Artificial intelligence tools can identify potential complications after bone marrow or stem cell transplants before symptoms appear, potentially allowing for more accurate patient monitoring and pre-emptive treatment.
The BIOPREVENT algorithm combines machine learning with immune biomarkers and clinical data to predict death after chronic graft-versus-host disease (GVHD) or hematopoietic cell transplantation (HCT).
Tools described in clinical research journal, Currently designed for risk assessment and clinical research.
But eventually, doctors may be able to receive personalized risk estimates for post-transplant outcomes in real time, based on clinical and biomarker data.
“By the time chronic GVHD is diagnosed, the disease has often progressed over several months and is silently damaging the body,” explains Dr. Sophie Patzesny, a researcher at the Medical University of South Carolina.
“We wanted to know if we could detect red flags early enough for clinicians to intervene before patients become unwell and before the damage is irreversible.”
GVHD occurs when donor cells injected to treat a blood disease react against the recipient, commonly affecting the skin, intestines, and liver. This is one of the leading causes of debilitating disease and mortality after HCT transplantation.
In an attempt to predict its occurrence, Paczesny and team developed BIOPREVENT using data from 1,310 stem cell and bone marrow transplant recipients across four well-characterized multicenter studies.
The data incorporates seven previously validated plasma biomarkers related to inflammation, immune activation and regulation, tissue damage and remodeling, measured from blood samples taken between 90 and 100 days post-transplant.

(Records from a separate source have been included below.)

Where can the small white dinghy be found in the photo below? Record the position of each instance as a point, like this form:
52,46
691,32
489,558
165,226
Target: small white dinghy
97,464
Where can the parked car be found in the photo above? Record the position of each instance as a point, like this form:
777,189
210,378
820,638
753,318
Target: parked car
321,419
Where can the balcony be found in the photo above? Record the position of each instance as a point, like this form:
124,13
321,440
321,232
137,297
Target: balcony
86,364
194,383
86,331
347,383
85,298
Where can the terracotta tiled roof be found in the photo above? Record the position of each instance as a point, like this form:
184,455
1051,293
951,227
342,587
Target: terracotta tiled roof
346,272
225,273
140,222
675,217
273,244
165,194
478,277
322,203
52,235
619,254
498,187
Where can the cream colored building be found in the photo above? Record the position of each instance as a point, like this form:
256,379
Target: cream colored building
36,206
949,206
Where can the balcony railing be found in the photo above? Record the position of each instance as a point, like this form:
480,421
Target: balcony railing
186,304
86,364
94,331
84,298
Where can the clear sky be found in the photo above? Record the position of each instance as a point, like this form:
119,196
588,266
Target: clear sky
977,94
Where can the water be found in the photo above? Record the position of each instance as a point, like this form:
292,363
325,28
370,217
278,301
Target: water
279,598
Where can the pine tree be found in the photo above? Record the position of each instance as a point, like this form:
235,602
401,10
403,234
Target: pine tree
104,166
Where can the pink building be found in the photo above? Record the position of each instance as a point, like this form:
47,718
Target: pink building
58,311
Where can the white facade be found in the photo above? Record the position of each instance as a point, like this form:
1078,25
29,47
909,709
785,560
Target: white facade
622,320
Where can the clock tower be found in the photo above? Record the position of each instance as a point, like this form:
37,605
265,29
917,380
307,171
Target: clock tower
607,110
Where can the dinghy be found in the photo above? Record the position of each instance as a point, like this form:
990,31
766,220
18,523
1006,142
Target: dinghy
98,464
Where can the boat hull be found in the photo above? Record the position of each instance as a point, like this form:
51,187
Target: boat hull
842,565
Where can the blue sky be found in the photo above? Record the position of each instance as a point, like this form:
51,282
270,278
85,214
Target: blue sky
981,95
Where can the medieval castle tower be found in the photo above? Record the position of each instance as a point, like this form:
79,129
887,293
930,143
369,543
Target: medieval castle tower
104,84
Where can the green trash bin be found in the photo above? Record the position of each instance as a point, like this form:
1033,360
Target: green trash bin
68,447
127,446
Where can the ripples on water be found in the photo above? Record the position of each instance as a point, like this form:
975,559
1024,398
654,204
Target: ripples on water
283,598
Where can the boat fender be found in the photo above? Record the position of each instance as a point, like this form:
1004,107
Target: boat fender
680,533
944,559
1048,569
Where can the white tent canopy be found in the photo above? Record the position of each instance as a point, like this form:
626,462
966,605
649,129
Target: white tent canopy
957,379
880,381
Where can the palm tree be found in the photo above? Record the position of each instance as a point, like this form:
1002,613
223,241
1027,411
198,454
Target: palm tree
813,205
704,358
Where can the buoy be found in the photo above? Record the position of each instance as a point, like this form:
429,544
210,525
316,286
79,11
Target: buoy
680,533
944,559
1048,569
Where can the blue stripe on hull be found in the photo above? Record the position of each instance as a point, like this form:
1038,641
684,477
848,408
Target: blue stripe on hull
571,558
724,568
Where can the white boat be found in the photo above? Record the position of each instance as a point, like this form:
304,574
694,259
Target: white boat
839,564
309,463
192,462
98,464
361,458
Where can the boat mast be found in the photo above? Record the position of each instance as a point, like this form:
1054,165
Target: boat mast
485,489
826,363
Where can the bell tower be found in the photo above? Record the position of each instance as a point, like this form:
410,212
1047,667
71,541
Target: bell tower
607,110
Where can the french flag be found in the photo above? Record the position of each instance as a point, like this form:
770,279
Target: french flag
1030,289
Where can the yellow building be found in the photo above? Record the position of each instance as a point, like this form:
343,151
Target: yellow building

This was combined with nine key clinical factors including patient age, transplant type, underlying disease, and previous complications identified from the transplant registry.
Patients were divided into training and validation datasets, and several machine learning and deep learning models were evaluated for their ability to predict outcomes at various time points over a year and a half post-transplant.
The researchers found that deep learning performs, at best, similarly to other machine learning approaches considered. They suggested that this may be due to the deep learning model’s complex neural network structure not being able to effectively understand the relationship between biomarkers and chronic GVHD risk without a much larger sample size of tens of thousands.
Bayesian Additive Regression Trees (BART) consistently gave high results and was ultimately chosen as the final model.
BIOPREVENT showed the best performance among several machine learning models and demonstrated its real-world applicability as a biomarker-based prediction tool in squaring hypothesis testing under two patient scenarios.
The researchers believe their study is the largest chronic GVHD biomarker study to date, and can be further tested by making the web-based tool freely available.
“It was important to us that this not be just a theoretical model or tool limited to a single institution,” Pakchesny said. “Making BIOPREVENT freely available will allow researchers and clinicians to test it, learn from it, and ultimately improve care for transplant patients.”